The Federal Bureau of Investigation institutes the “Ten Most Wanted Fugitives” list in an effort to publicize particularly dangerous fugitives. The creation of the program arose out of a wire service news story in 1949 about the “toughest guys” the FBI wanted to capture. The story drew so much public attention that the “Ten Most Wanted” list was given the okay by J. Edgar Hoover the following year.

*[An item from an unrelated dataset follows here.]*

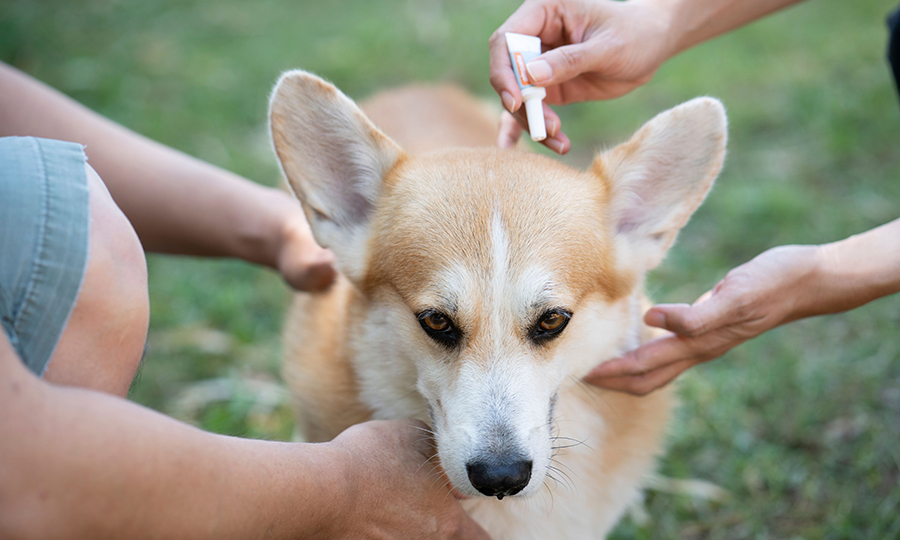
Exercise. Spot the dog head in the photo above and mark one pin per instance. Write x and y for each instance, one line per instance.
(490, 280)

Since its debut, hundreds of the criminals included on the list have been apprehended or located, with more than 150 as a result of tips from the public. The Criminal Investigative Division (CID) of the FBI asks all 56 field offices to submit candidates for inclusion on the list. The CID in association with the Office of Public and Congressional Affairs then proposes finalists for approval of by the FBI’s Deputy Director. The criteria for selection is simple, the criminal must have a lengthy record and current pending charges that make him or her particularly dangerous. And the FBI must believe that the publicity attendant to placement on the list will assist in the apprehension of the fugitive.
Generally, the only way to get off the list is to die or to be captured. There have only been a handful of cases where a fugitive has been removed from the list because they no longer were a particularly dangerous menace to society. Only ten women have appeared on the Ten Most Wanted list. Ruth Eisemann-Schier was the first in 1968.